Role of Oxygen Vacancy in the Photocarrier Dynamics of WO3 Photocatalysts: The Case of Recombination Centers

Defects in powder photocatalysts determine the photocatalytic activity. The addition of defects sometimes enhances the activity, but sometimes decreases it. However, the factors determining the difference between these cases have not been fully elucidated yet. Herein, we investigated the effects of oxygen vacancies on photocarrier dynamics in WO3 powder using broadband transient absorption spectroscopy. It was found that the decay of deeply trapped electrons was accelerated when the number of oxygen vacancies was increased by H-2 reduction. This result suggests that oxygen vacancies in WO3 mainly act as recombination centers. This is in contrast to many other photocatalysts such as TiO2 and SrTiO3, where the carrier lifetime increases with increasing oxygen vacancy concentration. These differences can be attributed to the difference in the distance between oxygen vacancies. When defects are dispersed, trapped electrons need to travel over long distances by repeatedly hopping and tunneling between defects to combine with holes, resulting in decelerated recombination. In contrast, when the defects are connected or located close together, the trapped electrons can readily migrate among defects, leading to enhanced recombination.

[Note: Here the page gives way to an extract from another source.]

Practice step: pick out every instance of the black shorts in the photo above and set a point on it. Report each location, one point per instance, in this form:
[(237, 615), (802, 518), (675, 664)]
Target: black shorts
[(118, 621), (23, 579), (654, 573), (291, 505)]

Control of the distance between defects is thus important for enhancing photocatalytic activity.

Automated summary

Defects in powder photocatalysts have a significant impact on their photocatalytic activity. The presence of oxygen vacancies in WO3 was found to act as recombination centers, accelerating the decay of deeply trapped electrons. However, the effect of oxygen vacancies on carrier dynamics differs among various photocatalysts. The distance between defects plays an important role in determining the enhancement or reduction in photocatalytic activity.